Figure 5 TCD86 expression was detected on co-culture of T. marneffei conidia with CD86-EGFP-THP-1 cells by immunoelectron microscopy. (A) Colloidal gold particles about 6 nm appeared on intracellular T. marneffei conidia of macrophage cells. (B) Colloidal gold particles of about 6 nm appeared on extracellular T. marneffei conidia of macrophage cells. (C) There were no colloidal gold particles on T. marneffei conidia cultured in medium lacking THP-1 cells (Black arrows show characteristic colloidal gold particles).

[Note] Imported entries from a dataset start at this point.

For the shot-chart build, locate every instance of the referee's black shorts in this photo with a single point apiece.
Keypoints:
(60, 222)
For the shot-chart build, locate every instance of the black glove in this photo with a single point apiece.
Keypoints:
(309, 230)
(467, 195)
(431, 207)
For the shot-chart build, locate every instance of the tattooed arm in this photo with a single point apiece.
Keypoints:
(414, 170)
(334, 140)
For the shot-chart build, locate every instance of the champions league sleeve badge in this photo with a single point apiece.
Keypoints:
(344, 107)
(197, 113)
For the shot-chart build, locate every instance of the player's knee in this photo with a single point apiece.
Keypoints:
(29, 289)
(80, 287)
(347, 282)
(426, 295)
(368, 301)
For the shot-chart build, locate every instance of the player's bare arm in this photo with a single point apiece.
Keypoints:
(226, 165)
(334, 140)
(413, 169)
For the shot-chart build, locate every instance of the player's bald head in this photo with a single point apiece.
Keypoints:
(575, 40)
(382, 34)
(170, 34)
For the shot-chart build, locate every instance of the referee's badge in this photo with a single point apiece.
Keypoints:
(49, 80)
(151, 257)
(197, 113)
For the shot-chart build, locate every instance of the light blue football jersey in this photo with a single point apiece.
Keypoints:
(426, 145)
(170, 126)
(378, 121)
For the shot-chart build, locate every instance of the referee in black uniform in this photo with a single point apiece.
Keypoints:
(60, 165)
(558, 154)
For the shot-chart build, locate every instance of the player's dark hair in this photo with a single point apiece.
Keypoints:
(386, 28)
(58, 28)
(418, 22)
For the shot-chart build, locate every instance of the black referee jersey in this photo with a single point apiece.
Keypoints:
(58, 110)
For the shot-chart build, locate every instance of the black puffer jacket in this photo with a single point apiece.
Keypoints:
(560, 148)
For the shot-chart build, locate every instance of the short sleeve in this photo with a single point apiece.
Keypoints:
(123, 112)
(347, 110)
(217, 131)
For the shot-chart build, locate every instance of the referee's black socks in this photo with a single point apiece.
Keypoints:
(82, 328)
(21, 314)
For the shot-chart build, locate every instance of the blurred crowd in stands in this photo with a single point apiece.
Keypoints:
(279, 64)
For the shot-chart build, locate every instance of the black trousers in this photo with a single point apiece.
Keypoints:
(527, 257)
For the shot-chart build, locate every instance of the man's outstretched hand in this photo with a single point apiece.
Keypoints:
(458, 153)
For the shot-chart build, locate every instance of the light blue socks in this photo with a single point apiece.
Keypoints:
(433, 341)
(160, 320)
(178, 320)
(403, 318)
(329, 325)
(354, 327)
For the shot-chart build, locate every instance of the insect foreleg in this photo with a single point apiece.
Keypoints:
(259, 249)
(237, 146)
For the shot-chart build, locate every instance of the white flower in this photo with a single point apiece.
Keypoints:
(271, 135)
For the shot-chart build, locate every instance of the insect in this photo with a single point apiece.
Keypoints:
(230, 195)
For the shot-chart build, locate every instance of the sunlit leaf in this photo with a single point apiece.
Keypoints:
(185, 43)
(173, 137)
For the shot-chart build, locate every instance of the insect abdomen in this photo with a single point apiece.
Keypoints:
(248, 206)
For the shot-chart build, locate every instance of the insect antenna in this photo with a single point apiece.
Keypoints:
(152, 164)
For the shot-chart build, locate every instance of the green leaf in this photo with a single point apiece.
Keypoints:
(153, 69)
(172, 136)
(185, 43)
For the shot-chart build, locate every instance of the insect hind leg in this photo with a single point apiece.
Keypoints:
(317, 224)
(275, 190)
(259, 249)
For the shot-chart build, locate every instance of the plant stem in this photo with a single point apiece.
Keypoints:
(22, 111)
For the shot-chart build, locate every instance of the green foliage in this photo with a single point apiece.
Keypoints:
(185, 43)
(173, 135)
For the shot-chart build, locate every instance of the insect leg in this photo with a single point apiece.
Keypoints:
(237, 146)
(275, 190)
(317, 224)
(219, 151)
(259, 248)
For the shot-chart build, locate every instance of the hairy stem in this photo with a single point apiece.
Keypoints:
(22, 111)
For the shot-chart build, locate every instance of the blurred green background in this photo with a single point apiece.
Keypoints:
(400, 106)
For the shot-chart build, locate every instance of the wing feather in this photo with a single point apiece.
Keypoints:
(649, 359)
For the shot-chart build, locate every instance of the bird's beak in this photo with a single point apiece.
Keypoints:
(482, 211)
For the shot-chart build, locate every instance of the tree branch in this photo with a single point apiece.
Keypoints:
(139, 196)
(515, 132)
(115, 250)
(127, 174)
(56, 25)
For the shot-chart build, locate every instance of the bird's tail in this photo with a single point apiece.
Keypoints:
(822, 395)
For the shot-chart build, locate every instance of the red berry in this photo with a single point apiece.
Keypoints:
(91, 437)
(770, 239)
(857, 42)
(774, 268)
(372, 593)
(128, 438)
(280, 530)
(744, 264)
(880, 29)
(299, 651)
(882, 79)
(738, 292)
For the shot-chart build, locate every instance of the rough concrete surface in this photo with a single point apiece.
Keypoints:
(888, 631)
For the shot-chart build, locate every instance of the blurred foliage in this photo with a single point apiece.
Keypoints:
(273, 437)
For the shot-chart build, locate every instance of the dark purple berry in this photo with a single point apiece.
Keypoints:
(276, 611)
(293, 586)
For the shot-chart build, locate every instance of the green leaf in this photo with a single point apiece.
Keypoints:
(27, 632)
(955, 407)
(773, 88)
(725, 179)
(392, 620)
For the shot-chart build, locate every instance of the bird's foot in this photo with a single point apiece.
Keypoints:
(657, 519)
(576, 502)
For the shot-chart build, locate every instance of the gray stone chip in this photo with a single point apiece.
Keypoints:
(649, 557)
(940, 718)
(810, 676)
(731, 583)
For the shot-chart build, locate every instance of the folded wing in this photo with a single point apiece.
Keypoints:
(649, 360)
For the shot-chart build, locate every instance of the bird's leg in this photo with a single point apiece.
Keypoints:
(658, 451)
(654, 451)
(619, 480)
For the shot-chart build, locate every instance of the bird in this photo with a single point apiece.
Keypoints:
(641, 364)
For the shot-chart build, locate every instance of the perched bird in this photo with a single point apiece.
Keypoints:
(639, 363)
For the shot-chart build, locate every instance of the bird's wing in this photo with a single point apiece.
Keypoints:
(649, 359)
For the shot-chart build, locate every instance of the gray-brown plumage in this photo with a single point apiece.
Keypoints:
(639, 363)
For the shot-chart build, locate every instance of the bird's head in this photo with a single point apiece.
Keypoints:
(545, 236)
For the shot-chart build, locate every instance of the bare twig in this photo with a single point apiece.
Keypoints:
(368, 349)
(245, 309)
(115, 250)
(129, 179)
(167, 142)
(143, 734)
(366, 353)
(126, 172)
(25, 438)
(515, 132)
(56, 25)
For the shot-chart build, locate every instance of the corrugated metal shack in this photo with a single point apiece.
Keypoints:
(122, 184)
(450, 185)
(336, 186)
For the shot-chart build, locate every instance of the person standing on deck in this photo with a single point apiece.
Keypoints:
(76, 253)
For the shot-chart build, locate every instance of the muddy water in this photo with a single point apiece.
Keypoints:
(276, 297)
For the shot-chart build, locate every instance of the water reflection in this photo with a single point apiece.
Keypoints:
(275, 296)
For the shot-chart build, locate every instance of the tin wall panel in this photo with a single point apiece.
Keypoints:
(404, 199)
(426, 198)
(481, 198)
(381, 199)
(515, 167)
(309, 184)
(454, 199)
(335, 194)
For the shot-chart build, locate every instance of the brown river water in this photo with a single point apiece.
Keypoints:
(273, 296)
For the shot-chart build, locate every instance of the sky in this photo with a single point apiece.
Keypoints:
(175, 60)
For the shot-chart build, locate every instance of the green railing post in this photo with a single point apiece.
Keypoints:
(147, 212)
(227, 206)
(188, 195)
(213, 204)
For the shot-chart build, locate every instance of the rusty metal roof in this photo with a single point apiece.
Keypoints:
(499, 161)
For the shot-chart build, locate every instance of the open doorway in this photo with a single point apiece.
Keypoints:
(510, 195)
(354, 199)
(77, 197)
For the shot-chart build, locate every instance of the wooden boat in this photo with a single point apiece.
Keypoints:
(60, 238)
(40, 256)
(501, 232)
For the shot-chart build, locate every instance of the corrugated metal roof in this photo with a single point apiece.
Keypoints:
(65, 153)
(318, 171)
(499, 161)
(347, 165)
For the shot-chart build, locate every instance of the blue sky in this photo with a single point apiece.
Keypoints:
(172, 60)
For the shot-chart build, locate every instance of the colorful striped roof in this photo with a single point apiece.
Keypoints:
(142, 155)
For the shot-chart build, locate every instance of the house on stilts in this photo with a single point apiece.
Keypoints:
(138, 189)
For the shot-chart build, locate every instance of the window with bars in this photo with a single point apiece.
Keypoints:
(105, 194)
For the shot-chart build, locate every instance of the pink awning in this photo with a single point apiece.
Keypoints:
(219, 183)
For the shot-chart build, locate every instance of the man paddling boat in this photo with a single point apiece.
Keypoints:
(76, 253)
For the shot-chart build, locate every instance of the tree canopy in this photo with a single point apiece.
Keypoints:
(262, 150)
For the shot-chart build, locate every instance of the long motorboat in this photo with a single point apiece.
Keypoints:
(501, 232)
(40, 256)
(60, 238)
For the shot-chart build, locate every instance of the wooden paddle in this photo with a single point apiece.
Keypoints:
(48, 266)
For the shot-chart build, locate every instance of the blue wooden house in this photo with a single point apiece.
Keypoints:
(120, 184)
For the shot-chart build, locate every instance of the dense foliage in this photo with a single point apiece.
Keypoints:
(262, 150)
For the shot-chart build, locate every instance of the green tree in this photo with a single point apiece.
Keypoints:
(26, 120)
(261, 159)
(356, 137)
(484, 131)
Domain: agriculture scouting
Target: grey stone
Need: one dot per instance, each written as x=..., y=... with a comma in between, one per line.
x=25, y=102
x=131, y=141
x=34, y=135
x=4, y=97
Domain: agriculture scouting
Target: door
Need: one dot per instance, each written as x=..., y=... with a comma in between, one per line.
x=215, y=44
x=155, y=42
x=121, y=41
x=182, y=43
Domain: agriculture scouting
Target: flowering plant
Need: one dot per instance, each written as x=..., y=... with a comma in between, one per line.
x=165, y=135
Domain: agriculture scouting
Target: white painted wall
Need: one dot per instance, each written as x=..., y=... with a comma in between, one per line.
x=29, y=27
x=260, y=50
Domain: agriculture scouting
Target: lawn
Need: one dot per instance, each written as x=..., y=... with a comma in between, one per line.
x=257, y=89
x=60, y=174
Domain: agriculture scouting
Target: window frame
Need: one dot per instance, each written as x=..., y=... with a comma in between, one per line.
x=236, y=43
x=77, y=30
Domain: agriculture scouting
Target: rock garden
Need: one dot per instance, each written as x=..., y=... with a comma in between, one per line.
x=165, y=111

Figure 6 CD86 stain of T. marneffei conidia co-culture with THP-1 cells and PBMCs by immunohistochemistry. Mounds of T. marneffei conidia and macrophage cells had positive expression of CD86. The T.marneffei conidia with CD86 stain looked like signet rings. In (A), CD86 stained both T. marneffei conidia and THP-1 cells in the OE group. (B) In the CON group, CD86 stained both T. marneffei conidia and THP-1 cells. (C) Negative CD86 staining of T. marneffei conidia and THP-1 cells in the absence of a primary control. (D and E) T. marneffei conidia and scattered cells of PBMCs had positive expression of CD86 when the conidia were co-cultured with PBMCs. (F) Negative CD86 stain of T. marneffei conidia cultured without macrophages (original magnification: ×1000).